You select it by setting family = "poisson" in the SLOPE() function. Note that the solving the Poisson regression problem is a notoriously difficult optimization problem, which is not Lipschitz-smooth. As such, convergence may be slow. SLOPE features safeguards to ensure convergence by modifying step sizes, but this may lead to long computation times in some cases.

In the next example, we fit a Poisson SLOPE model to the abalone data set, which consists of observations of abalones.

fit_poisson <- SLOPE(
  x = abalone$x,
  y = abalone$y,
  family = "poisson"
)

plot(fit_poisson)

Numerical Considerations

Sometimes it may be beneficial to pick a gradient descent solver instead of the default coordinate descent solver.

Multinomial Logistic Regression

Multinomial logistic regression is used for multi-class classification problems, and takes the following form: \[ f(\beta_0, \beta; X, Y) = \frac{1}{n} \sum_{i=1}^n \left\{ \log\left(1 + \sum_{k=1}^{m-1} \exp\left(x_i^T \beta_k + \beta_{0k}\right)\right) - \sum_{k=1}^{m-1} y_{ik} \left(x_i^T \beta_k + \beta_{0k}\right) \right\}, \] where \(X_i\) is the \(i\)th row of the design matrix \(X\), and \(Y\) is the response matrix of dimension \(n \times m\), where \(m\) is the number of classes.

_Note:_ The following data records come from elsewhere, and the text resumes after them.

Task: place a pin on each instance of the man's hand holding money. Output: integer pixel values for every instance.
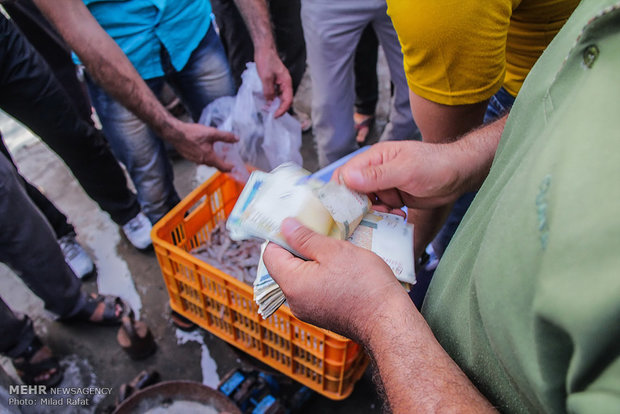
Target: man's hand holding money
(342, 287)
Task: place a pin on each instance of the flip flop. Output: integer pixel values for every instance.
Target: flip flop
(108, 316)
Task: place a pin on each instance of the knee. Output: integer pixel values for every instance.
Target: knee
(8, 175)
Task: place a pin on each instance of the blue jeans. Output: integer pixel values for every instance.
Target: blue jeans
(499, 105)
(205, 77)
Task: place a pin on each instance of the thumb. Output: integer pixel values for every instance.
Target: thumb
(309, 244)
(217, 135)
(370, 178)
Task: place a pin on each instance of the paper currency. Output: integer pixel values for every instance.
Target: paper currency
(391, 238)
(269, 198)
(327, 208)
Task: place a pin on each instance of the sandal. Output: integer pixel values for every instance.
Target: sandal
(114, 308)
(34, 367)
(364, 125)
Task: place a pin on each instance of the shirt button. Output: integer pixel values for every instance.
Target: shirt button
(590, 55)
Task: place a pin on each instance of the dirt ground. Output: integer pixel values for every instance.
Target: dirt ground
(91, 355)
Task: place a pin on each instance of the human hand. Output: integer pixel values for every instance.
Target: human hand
(195, 142)
(405, 173)
(342, 287)
(275, 78)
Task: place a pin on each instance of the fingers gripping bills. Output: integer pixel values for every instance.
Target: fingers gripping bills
(329, 209)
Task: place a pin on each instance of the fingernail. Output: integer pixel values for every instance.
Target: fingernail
(354, 178)
(289, 226)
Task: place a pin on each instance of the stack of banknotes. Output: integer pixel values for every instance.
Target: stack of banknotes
(330, 209)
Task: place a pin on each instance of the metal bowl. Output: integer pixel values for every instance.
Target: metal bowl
(165, 395)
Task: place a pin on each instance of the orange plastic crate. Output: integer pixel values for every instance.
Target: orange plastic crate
(322, 360)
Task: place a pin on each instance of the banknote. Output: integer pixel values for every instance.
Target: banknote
(330, 209)
(391, 238)
(268, 198)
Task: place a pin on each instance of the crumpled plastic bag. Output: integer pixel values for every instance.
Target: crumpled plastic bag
(264, 141)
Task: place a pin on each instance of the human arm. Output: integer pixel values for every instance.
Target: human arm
(274, 75)
(352, 291)
(111, 69)
(423, 176)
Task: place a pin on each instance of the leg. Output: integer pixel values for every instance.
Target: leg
(366, 82)
(234, 37)
(289, 37)
(286, 20)
(28, 246)
(331, 31)
(50, 45)
(140, 150)
(205, 77)
(401, 124)
(16, 332)
(55, 217)
(32, 95)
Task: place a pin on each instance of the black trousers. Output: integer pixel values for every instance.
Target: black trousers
(288, 33)
(30, 93)
(365, 67)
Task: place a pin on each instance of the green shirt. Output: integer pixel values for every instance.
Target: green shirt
(527, 297)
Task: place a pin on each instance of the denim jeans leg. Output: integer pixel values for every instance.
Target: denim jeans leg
(205, 77)
(141, 151)
(498, 106)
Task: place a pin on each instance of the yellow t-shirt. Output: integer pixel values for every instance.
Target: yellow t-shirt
(462, 51)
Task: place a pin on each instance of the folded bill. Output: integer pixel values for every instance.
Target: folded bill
(330, 209)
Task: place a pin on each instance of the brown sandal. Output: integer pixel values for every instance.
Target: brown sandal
(31, 372)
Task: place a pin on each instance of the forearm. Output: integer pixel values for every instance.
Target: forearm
(106, 62)
(417, 375)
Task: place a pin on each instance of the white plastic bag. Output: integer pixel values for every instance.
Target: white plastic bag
(264, 141)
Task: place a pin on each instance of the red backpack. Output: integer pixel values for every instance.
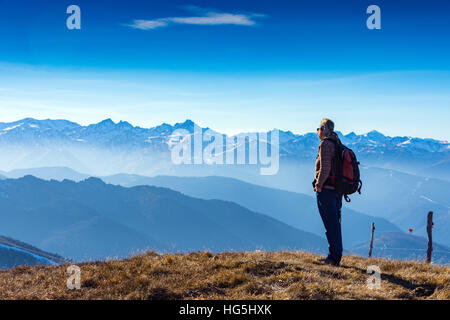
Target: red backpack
(347, 179)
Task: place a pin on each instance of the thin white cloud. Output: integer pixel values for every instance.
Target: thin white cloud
(207, 18)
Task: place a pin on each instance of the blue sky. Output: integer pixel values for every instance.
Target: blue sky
(230, 65)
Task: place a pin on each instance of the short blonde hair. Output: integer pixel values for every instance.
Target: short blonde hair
(327, 123)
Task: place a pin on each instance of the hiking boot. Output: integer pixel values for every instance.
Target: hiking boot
(329, 261)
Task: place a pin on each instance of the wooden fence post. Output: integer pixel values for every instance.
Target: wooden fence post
(430, 237)
(371, 239)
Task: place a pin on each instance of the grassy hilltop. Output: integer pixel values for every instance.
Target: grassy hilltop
(231, 275)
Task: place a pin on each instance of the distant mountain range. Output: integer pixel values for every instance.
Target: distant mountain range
(93, 220)
(295, 209)
(123, 147)
(403, 179)
(14, 253)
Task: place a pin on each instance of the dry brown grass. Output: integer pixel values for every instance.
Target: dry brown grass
(241, 275)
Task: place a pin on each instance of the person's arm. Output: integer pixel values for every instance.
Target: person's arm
(325, 155)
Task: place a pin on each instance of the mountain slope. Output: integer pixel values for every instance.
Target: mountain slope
(125, 148)
(230, 275)
(405, 200)
(292, 208)
(93, 220)
(14, 253)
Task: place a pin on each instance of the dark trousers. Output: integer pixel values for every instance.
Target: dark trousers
(330, 204)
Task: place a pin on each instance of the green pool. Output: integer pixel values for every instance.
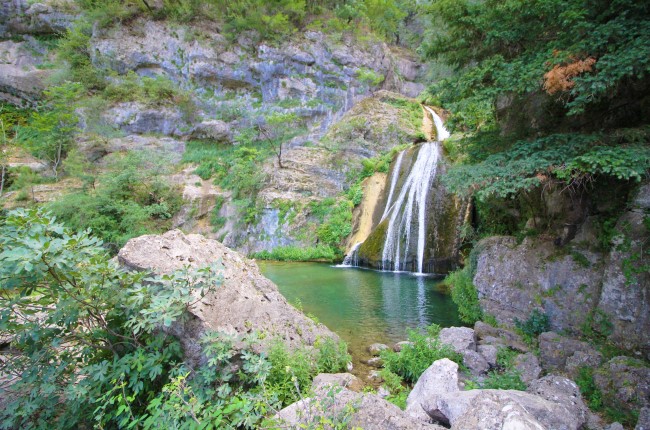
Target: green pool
(363, 306)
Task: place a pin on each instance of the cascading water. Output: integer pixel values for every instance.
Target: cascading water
(412, 197)
(410, 203)
(441, 132)
(352, 259)
(393, 183)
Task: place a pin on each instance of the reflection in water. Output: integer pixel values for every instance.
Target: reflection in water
(363, 306)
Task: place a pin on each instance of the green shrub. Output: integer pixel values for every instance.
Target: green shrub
(464, 294)
(415, 358)
(132, 198)
(537, 323)
(296, 253)
(97, 356)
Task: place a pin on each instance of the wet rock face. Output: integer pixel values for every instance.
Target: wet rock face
(21, 81)
(334, 399)
(42, 17)
(551, 402)
(246, 301)
(574, 285)
(444, 214)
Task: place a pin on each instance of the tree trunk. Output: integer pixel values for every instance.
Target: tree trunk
(2, 180)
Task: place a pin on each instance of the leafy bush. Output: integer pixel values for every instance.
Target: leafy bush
(295, 253)
(537, 323)
(464, 294)
(132, 198)
(95, 354)
(415, 358)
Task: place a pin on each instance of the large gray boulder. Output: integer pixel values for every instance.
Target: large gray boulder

In our package, we use the non-redundant formulation, where the last class is treated as the baseline class. Thus, only \(m-1\) sets of coefficients are estimated. This is not the case in other packages, such as glmnet (Friedman, Hastie, and Tibshirani 2010).

To select multinomial logistic regression, set family = "multinomial" in the SLOPE() function. In the following example, we fit a multinomial logistic SLOPE model to the wine data set, which consists of 178 observations of wines from three different cultivars. The task is to classify the cultivar based on 13 different chemical properties.

fit_multinomial <- SLOPE(
  x = wine$x,
  y = wine$y,
  family = "multinomial"
)

Note that the coefficients are now a matrix. To retain sparsity, we have chosen to return the full set of coefficients along the path as a list of sparse matrices. Here we extract the coefficients for the second step in the solution path, which consists of one matrix, with one column for the coefficients of the first two classes (the third class is the baseline class):

fit_multinomial$coefficients[[2]]
#> 13 x 2 sparse Matrix of class "dgCMatrix"
#>                               
#>  [1,] .            -0.07330687
#>  [2,] .             .         
#>  [3,] .             .         
#>  [4,] .             .         
#>  [5,] .             .         
#>  [6,] .             .         
#>  [7,] 0.0259610440  .         
#>  [8,] .             .         
#>  [9,] .             .         
#> [10,] .            -0.02567089
#> [11,] .             .         
#> [12,] .             .         
#> [13,] 0.0003541809  .

By default, coef() simplifies the output and returns three lists of coefficient vectors, one for each class (excluding the baseline class).

For similar reasons, plotting the paths is also a bit different and in SLOPE we plot a path for each class (excluding the baseline class), which resembles the result from calling coef(). Because we use the base R plotting system, you need to setup a multi-panel layout to see all the paths:

par(mfrow = c(1, 2))
plot(fit_multinomial)